[PATCH] D35703: [GPGPU] Add support for NVIDIA libdevice

Mon Jul 24 14:49:23 PDT 2017

grosser marked an inline comment as done.
grosser added a comment.

Thank you for all the good reviews. I tried to address all of them.

Best,
Tobias

================
Comment at: lib/CodeGen/PPCGCodeGeneration.cpp:107

+static cl::opt<std::string> LibDevice(
+    "polly-acc-libdevice", cl::desc("Path to CUDA libdevice"), cl::Hidden,
----------------
singam-sanjay wrote:
> tra wrote:
> > This is something that is useful for all NVPTX users and should probably live there and it should not have any hardcoded path -- it's too easy to end up silently picking wrong library otherwise.
> > 
> > Hardcoded compute_20 is also problematic because it should depend on particular GPU arch we're compiling for.
> > 
> > Considering that LLVM has no idea about CUDA SDL location, this is sommething that should always be explicitly specified. Either base path + libdevice name derived from GPU arch, or complete path to specific libdevice variant (i.e. it's completely up to the user to provide correct libdevice).
> Would it be better to call this CUDALibDevice or CULibDevice  instead ? since this applies only to NVPTX
I use CUDALibDevice

================
Comment at: lib/CodeGen/PPCGCodeGeneration.cpp:107-111
+static cl::opt<std::string> LibDevice(
+    "polly-acc-libdevice", cl::desc("Path to CUDA libdevice"), cl::Hidden,
+    cl::init("/usr/local/cuda-7.5/nvvm/libdevice/libdevice.compute_20.10.bc"),
+    cl::ZeroOrMore, cl::cat(PollyCategory));
+
----------------
grosser wrote:
> singam-sanjay wrote:
> > tra wrote:
> > > This is something that is useful for all NVPTX users and should probably live there and it should not have any hardcoded path -- it's too easy to end up silently picking wrong library otherwise.
> > > 
> > > Hardcoded compute_20 is also problematic because it should depend on particular GPU arch we're compiling for.
> > > 
> > > Considering that LLVM has no idea about CUDA SDL location, this is sommething that should always be explicitly specified. Either base path + libdevice name derived from GPU arch, or complete path to specific libdevice variant (i.e. it's completely up to the user to provide correct libdevice).
> > Would it be better to call this CUDALibDevice or CULibDevice  instead ? since this applies only to NVPTX
> I use CUDALibDevice
@tra: Thank you for your comment. This is the very first commit to introduce this feature. We currently are in early beta tests. The library location is supposed to be provided by the user by setting the path with polly-acc-libdevice.

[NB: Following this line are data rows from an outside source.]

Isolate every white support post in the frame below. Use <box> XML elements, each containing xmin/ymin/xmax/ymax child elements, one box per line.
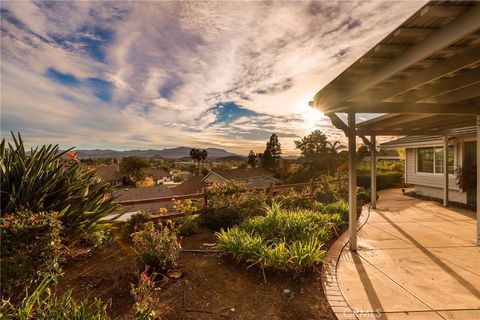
<box><xmin>370</xmin><ymin>136</ymin><xmax>377</xmax><ymax>209</ymax></box>
<box><xmin>443</xmin><ymin>136</ymin><xmax>448</xmax><ymax>207</ymax></box>
<box><xmin>477</xmin><ymin>115</ymin><xmax>480</xmax><ymax>246</ymax></box>
<box><xmin>348</xmin><ymin>113</ymin><xmax>357</xmax><ymax>251</ymax></box>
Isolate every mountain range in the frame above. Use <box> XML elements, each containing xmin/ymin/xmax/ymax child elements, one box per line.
<box><xmin>75</xmin><ymin>147</ymin><xmax>241</xmax><ymax>159</ymax></box>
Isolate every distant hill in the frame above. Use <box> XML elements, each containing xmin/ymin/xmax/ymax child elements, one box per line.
<box><xmin>75</xmin><ymin>147</ymin><xmax>239</xmax><ymax>159</ymax></box>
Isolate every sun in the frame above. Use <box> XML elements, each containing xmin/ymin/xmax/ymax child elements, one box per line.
<box><xmin>300</xmin><ymin>105</ymin><xmax>323</xmax><ymax>131</ymax></box>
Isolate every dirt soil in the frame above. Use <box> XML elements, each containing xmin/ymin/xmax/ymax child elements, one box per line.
<box><xmin>60</xmin><ymin>229</ymin><xmax>335</xmax><ymax>320</ymax></box>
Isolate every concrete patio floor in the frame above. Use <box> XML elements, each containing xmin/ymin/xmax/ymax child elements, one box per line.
<box><xmin>337</xmin><ymin>189</ymin><xmax>480</xmax><ymax>320</ymax></box>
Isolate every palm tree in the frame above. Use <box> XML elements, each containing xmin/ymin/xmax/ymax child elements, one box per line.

I set the option to a very basic default. For now I expect the user to adjust this default. In the future we can add some generic infrastructure to LLVM to derive this path automatically. If a specific fixed path is too confusing I can also use an empty default and always prompt for a path.

================
Comment at: lib/CodeGen/PPCGCodeGeneration.cpp:109
+    "polly-acc-libdevice", cl::desc("Path to CUDA libdevice"), cl::Hidden,
+    cl::init("/usr/local/cuda-7.5/nvvm/libdevice/libdevice.compute_20.10.bc"),
+    cl::ZeroOrMore, cl::cat(PollyCategory));
----------------
singam-sanjay wrote:
> Consider changing this to "/usr/local/**cuda**/nvvm/libdevice/libdevice.compute_20_10.bc". That would work on most Linux platforms by default.
> 
> I'm not sure if PTX code for a compute capability  2 device would run on any newer device. Is it possible to initialize this after figuring out the CC of device 0 ?
> 
> Also, I heard that CUDA SDK 8 would be the last to support CC 2.x. CUDA 9 supports all CCs from 3.0.
Changed. using /usr/local/cuda is indeed a good idea.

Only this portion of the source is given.